- Genre: Horror

Publication
- Published in: The New Yorker
- Publication date: 28 November 1959

= The Landlady (short story) =

Short horror story by Roald Dahl

"The Landlady" is a short horror story by Roald Dahl. It initially appeared in The New Yorker, as did other short stories that would later be reprinted in the 1960 anthology, Kiss Kiss.

==Plot==
Billy Weaver is a seventeen-year-old youth who has travelled by train from London to Bath to start a new job. Looking for lodgings, he comes across a boarding-house and feels strangely compelled by its sign saying "Bed and Breakfast". Through the window, he notices a parrot in a cage and a sleeping dachshund on the floor, which he finds comforting.

When he rings the doorbell, it is instantly answered by a middle-aged landlady. Billy discovers that her boarding house is extremely cheap, and finds the woman somewhat eccentric and absent-minded, but very kind.

When Billy signs her guest-book, he finds only two names, both dated more than two years ago: Christopher Mulholland and Gregory W. Temple – names which seem curiously familiar to Billy. The landlady invites Billy for some tea, and Billy tries to remember where he has previously heard the names in the guest book. He seems to recall that Mulholland was an Eton schoolboy whose disappearance was reported in the newspapers. The landlady assures Billy that her Mulholland was a Cambridge undergraduate, and that Mulholland and Temple are still staying upstairs in her boarding-house. She says that Billy is a handsome young man, as were the two other guests.

Billy is surprised to find that the parrot and dachshund he had seen through the window are both stuffed after he asks about them. The landlady says that she stuffs all her pets when they die. Billy finds that his tea tastes faintly of bitter almonds. He asks the landlady whether she has had any other guests since the two young men. The story ends as the landlady replies, "No, my dear. Only you."

The implication is that the landlady has poisoned Billy's tea with cyanide and intends to stuff his corpse, as she has already done to Mulholland and Temple.

==Origin==
In the introduction to Roald Dahl's Book of Ghost Stories, a collection of fourteen stories by other writers that he chose as the genre's best, Dahl states that he had always wanted to write a ghost story but had never quite been able to. The closest he came was with "The Landlady", but after reading it through, he decided that he had not "brought it off", so changed the ending to make the twist non-supernatural.

==Reception==
"The Landlady" won "Best Short Story Mystery" at the 1960 Edgar Awards.

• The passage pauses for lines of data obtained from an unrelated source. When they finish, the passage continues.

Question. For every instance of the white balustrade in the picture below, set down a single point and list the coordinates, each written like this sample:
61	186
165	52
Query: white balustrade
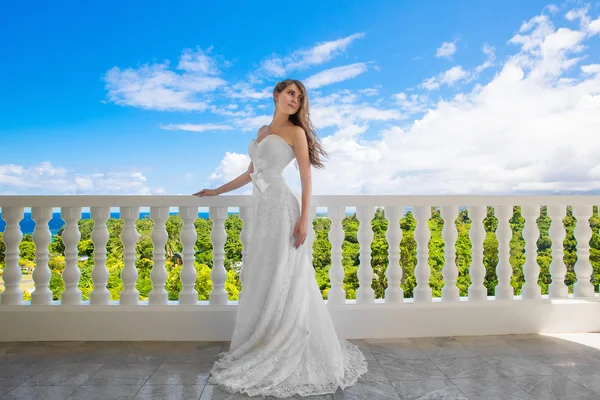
41	274
158	295
129	236
12	273
246	215
558	289
504	290
477	290
188	294
336	294
450	291
218	274
422	291
71	236
365	293
368	313
100	295
310	232
393	293
531	269
583	268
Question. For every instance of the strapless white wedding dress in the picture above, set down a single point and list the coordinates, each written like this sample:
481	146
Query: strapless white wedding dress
284	342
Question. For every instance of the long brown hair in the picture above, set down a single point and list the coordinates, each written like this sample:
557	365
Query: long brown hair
301	118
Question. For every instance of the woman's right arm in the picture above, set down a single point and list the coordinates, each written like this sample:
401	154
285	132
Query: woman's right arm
238	182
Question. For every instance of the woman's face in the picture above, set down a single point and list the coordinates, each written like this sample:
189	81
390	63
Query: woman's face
288	99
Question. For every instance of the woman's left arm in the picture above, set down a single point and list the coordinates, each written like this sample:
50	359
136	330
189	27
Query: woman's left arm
301	152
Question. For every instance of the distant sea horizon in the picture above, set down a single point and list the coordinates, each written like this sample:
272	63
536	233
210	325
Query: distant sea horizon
28	224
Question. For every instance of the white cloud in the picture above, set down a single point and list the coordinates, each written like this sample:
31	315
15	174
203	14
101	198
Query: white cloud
591	69
335	75
301	59
448	77
196	127
48	179
232	165
157	87
532	128
447	49
369	91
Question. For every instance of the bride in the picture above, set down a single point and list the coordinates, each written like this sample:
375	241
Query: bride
284	342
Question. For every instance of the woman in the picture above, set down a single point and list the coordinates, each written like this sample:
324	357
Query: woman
284	342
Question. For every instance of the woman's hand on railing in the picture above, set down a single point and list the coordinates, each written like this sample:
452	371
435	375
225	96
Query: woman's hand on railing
206	192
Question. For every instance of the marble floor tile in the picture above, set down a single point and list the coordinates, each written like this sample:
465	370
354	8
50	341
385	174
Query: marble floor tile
399	349
69	374
212	392
169	392
442	347
367	390
193	353
519	365
374	373
39	392
105	392
491	389
491	347
429	389
592	382
15	374
538	346
152	353
570	363
363	347
466	367
556	387
127	374
180	374
297	397
5	389
412	370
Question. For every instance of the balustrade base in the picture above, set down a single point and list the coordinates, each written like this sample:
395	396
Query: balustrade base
174	322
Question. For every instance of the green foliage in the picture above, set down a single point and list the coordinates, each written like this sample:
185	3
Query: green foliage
321	254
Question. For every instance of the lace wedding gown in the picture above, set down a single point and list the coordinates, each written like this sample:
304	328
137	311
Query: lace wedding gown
284	342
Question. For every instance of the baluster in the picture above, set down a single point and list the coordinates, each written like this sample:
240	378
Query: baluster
422	292
12	274
218	275
337	294
450	291
583	268
129	236
42	295
503	290
531	269
246	214
100	295
557	289
365	293
71	274
188	294
310	234
477	290
158	295
393	293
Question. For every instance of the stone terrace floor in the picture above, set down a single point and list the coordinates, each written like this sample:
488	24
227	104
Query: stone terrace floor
483	367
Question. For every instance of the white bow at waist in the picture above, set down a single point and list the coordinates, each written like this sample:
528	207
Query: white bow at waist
258	179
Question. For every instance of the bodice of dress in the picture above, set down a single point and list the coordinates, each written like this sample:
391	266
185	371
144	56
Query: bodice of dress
269	156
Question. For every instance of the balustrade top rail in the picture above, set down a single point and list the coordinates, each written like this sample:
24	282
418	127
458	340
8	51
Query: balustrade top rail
13	207
316	200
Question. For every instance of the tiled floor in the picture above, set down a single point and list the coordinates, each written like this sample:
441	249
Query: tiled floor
489	367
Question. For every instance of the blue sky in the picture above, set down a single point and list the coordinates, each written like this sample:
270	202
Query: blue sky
408	97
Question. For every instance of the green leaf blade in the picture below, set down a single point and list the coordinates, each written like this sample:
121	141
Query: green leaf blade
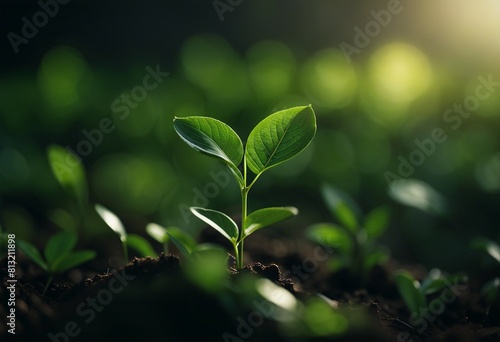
210	136
32	253
59	246
264	217
280	137
219	221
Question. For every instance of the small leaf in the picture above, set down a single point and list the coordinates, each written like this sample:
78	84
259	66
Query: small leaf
265	217
489	246
59	246
280	137
74	259
112	221
418	194
68	171
331	235
341	206
377	222
140	245
157	232
219	221
32	253
210	136
409	291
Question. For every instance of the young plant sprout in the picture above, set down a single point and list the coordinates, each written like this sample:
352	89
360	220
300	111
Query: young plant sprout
58	255
491	288
276	139
134	241
414	293
355	243
162	235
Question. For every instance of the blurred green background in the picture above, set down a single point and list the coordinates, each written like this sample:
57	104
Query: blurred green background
264	56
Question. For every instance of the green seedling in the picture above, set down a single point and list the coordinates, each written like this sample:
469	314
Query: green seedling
276	139
180	238
354	243
58	255
414	293
491	288
134	241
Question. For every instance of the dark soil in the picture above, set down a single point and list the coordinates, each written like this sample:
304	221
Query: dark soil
150	300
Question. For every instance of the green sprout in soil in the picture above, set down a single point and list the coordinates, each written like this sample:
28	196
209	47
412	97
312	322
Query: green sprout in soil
58	255
414	293
134	241
276	139
354	243
491	288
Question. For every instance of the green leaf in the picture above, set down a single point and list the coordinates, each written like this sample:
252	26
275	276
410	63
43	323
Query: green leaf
341	206
210	136
219	221
279	137
409	291
489	246
265	217
73	260
59	246
32	253
418	194
112	221
157	232
331	235
68	171
140	245
377	222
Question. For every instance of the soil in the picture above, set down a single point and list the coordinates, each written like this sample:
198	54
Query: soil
151	300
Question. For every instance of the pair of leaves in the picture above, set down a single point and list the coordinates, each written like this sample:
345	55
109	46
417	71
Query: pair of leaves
274	140
58	253
134	241
255	221
343	207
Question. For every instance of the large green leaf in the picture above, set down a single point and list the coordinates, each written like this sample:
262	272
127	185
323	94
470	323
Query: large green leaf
73	260
210	136
341	206
377	222
331	235
219	221
409	291
140	245
68	170
59	246
279	137
112	221
265	217
32	253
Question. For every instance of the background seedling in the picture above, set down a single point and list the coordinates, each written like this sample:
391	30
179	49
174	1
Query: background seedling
354	243
58	255
491	288
274	140
414	293
136	242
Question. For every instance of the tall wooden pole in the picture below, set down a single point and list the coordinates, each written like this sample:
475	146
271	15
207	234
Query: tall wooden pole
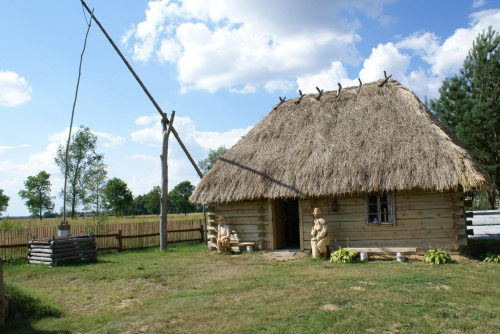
164	181
200	174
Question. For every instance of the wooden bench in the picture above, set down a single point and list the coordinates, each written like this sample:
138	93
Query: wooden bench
384	250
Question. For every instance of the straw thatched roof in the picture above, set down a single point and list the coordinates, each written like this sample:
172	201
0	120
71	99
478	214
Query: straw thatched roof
366	139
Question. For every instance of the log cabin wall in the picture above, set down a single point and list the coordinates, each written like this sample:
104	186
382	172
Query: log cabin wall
249	219
423	220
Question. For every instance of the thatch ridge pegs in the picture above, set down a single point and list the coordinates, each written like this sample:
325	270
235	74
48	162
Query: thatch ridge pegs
300	98
320	91
282	100
385	81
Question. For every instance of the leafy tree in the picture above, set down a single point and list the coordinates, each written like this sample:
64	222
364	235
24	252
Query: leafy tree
469	105
82	161
37	194
213	155
4	202
95	179
178	198
138	207
117	196
153	201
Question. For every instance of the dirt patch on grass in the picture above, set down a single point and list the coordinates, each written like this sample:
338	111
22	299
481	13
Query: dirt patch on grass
443	287
329	307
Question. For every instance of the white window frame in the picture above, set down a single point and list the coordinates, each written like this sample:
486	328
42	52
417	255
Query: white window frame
370	216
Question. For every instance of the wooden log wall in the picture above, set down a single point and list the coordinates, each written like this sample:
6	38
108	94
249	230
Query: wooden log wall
423	220
14	243
249	219
55	250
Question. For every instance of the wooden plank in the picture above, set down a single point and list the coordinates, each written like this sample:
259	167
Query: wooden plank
243	213
390	235
239	205
426	213
408	224
244	221
427	205
250	228
340	217
426	197
421	244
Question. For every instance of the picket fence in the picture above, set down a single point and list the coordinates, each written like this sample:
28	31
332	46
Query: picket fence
109	237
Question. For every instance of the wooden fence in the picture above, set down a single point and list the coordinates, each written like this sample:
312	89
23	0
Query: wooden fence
109	237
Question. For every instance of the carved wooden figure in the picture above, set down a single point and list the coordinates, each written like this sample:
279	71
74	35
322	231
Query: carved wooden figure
223	235
320	239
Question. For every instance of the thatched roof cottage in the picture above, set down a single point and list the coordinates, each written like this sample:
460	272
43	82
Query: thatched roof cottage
381	167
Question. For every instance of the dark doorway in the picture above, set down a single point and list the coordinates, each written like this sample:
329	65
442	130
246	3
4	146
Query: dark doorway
286	226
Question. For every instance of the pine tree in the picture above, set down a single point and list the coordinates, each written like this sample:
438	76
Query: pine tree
469	105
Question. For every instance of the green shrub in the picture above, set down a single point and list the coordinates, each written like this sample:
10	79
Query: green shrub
437	256
492	257
342	255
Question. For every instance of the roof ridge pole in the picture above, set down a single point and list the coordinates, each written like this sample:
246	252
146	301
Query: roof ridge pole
300	98
385	81
282	100
320	91
200	174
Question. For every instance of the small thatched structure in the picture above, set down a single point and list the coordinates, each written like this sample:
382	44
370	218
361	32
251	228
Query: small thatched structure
341	146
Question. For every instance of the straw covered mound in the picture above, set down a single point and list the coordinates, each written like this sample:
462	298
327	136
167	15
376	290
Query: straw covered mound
366	139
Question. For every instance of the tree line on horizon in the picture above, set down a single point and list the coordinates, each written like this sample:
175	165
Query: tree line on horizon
468	105
89	187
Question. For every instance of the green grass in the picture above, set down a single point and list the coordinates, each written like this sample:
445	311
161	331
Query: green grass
190	290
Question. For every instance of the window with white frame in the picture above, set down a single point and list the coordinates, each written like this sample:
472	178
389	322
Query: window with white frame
380	209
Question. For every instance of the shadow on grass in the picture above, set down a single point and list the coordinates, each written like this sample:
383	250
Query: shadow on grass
477	249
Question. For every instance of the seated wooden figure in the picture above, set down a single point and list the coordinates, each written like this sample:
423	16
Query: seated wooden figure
320	239
223	235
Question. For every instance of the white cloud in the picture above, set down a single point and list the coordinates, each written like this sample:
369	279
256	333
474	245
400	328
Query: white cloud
143	157
232	44
109	140
4	149
14	90
478	3
449	57
385	57
146	120
279	85
326	80
153	135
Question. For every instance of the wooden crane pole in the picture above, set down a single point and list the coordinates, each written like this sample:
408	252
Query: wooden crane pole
164	117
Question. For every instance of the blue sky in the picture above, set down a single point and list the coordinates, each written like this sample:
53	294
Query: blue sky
221	65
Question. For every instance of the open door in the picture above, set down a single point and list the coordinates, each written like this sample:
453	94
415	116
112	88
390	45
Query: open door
286	228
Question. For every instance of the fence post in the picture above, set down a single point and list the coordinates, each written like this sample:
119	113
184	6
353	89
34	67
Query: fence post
120	245
2	296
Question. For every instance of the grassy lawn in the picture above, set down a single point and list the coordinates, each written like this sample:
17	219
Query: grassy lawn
109	220
191	290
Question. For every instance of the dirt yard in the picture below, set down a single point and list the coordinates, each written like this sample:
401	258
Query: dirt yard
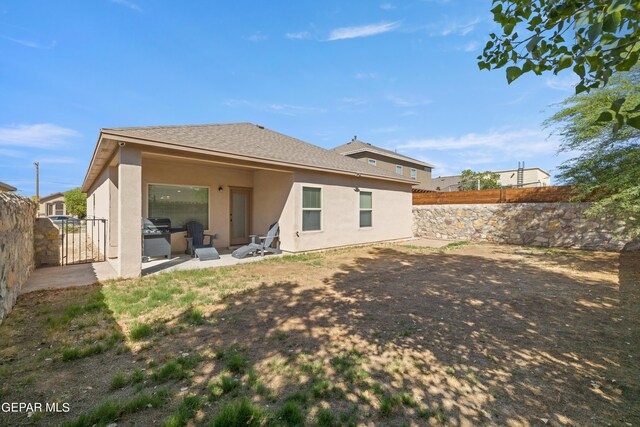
387	335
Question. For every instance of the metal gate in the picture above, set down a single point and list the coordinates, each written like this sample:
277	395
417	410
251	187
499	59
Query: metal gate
83	240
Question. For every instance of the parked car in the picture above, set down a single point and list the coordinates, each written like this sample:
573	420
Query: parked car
58	219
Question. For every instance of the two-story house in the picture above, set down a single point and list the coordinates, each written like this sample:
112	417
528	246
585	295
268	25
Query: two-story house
390	161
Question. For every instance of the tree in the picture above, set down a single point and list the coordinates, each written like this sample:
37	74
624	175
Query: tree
488	180
76	202
596	38
607	168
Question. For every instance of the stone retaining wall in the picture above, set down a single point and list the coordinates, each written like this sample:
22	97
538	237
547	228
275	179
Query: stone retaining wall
535	224
46	243
17	216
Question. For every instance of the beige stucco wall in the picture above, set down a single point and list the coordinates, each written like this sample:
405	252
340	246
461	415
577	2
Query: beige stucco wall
185	172
340	212
423	176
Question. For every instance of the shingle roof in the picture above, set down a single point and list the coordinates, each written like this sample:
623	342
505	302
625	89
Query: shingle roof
359	146
254	142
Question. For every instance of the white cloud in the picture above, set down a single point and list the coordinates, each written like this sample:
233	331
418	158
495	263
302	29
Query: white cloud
566	83
257	37
38	136
302	35
31	43
276	108
387	129
126	3
493	146
362	31
471	46
404	102
354	101
455	27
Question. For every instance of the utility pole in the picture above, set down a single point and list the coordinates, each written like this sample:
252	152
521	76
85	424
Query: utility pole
37	164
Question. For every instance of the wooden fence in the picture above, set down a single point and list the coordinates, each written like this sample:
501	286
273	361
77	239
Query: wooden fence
504	195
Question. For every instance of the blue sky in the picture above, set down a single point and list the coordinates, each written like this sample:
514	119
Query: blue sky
398	74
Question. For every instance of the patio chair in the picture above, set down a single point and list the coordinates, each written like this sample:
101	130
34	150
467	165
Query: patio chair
196	245
269	243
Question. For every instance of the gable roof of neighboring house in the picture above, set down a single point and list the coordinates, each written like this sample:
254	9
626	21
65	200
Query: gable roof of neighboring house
51	196
357	146
7	187
244	141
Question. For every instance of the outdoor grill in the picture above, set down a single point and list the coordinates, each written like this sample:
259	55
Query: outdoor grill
156	238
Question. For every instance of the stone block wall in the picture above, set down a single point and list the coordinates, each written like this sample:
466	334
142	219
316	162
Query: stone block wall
46	243
535	224
17	216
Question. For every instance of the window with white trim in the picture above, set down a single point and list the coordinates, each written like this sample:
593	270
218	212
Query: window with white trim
311	209
366	209
180	204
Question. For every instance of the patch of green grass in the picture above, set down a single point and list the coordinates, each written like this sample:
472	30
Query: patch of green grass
74	353
407	399
321	389
325	418
185	411
290	414
140	331
236	362
103	414
387	405
112	409
225	385
118	381
240	414
194	317
428	413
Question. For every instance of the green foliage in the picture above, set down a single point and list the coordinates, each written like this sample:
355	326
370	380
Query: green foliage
140	331
607	166
488	180
240	414
596	39
75	202
185	411
291	414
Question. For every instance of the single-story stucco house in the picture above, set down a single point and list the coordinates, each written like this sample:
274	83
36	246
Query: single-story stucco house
53	204
237	179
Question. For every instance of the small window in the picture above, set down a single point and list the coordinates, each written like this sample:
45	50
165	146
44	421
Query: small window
366	209
311	209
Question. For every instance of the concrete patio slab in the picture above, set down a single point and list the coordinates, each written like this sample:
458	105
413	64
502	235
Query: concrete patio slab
429	243
68	276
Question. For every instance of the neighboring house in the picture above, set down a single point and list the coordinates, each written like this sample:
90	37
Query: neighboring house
388	160
6	188
53	204
237	179
531	177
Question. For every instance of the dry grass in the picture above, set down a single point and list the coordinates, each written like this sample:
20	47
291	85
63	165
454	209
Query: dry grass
388	335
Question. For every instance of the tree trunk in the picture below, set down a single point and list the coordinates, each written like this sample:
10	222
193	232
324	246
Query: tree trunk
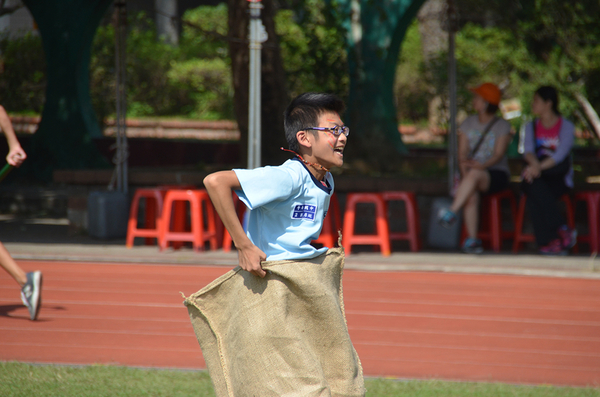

This was the second time Dahl was honoured, the first having been for his collection of short stories, Someone Like You (Best Short Story, 1954).

==Screen adaptation==

In 1979, Siobhán McKenna appeared in the title role of The Landlady in an episode of the British TV series Tales of The Unexpected, where she played a seemingly charming and maternal, but eccentric, landlady who murders her male tenants and adds them to her collection of stuffed creatures.